China convirtió la isla de Hainan en un puerto de libre comercio el 18 de diciembre de 2025: impuestos reducidos, compras sin arancel y un impuesto de sociedades del 15% frente al 25% continental para los sectores estratégicos. En cinco meses y medio, las importaciones sin arancel se han duplicado hasta 2.650 millones de yuanes (339 millones de euros), y el duty free insular ya mueve más de 20.000 millones.
El precedente es Shenzhen, que en cuatro décadas pasó de pueblo fronterizo a polo tecnológico. Hainan no busca ser otra fábrica de móviles, sino un sandbox de 35.000 kilómetros cuadrados donde probar apertura al capital extranjero y retener el turismo chino que se fuga a Tailandia o Europa. En la isla se celebra también el Foro de Boao, el Davos asiático.
La presencia española se articula a través de la Asociación de Amistad China-España: el economista Antonio Miguel Carmona firmó en diciembre una oficina de representación con el gobierno provincial, el ex presidente del Barça Joan Gaspart figura como "embajador global" y el expresidente José Luis Rodríguez Zapatero es asiduo al Foro de Boao.
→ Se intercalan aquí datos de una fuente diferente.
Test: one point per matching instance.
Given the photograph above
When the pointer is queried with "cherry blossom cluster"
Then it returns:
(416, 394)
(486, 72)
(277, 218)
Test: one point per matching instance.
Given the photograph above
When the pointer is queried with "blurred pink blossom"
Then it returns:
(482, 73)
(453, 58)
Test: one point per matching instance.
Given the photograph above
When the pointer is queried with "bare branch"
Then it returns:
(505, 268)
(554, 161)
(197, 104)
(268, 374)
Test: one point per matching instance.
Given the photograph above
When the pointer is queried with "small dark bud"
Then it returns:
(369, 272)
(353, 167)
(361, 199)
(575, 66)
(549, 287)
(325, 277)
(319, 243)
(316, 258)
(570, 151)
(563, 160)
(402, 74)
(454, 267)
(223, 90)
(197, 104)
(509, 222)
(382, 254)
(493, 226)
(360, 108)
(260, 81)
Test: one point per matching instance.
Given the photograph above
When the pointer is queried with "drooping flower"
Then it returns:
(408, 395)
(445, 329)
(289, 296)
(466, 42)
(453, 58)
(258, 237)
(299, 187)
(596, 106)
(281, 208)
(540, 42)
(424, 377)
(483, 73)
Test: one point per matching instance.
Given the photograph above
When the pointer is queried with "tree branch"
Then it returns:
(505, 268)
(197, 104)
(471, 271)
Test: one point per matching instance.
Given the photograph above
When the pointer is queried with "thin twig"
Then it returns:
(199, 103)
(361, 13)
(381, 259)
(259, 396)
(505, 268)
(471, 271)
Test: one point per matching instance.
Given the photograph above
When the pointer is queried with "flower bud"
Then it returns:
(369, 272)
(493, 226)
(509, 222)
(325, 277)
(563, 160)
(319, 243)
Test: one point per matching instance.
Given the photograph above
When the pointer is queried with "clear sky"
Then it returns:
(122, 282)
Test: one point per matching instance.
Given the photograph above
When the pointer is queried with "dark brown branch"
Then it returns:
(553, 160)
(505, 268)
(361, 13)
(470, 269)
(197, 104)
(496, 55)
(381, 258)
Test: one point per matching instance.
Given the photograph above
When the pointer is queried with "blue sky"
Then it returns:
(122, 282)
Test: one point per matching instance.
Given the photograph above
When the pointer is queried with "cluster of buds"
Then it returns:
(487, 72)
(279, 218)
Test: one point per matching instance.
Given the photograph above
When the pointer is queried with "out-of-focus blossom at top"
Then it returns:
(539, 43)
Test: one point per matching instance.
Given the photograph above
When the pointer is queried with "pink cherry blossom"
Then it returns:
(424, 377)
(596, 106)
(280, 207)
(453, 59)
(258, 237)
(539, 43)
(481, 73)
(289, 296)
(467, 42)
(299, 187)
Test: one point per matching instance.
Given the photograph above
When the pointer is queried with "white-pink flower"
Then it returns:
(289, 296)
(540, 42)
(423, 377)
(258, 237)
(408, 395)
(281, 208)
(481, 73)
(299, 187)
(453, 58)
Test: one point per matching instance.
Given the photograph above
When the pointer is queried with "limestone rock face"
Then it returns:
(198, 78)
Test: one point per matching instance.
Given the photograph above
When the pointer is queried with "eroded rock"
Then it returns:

Carmona asegura que ya ha captado 32 empresas, sobre todo del sector turístico.
El artículo recuerda, no obstante, que entrar en Hainan no equivale a entrar en el mercado continental, que la mercancía dirigida al resto de China sigue topándose con otra aduana, y que la etiqueta de "España, primer país" responde a la asociación y no a un acto de Estado. Si el ensayo fracasa, China lo absorberá en una isla.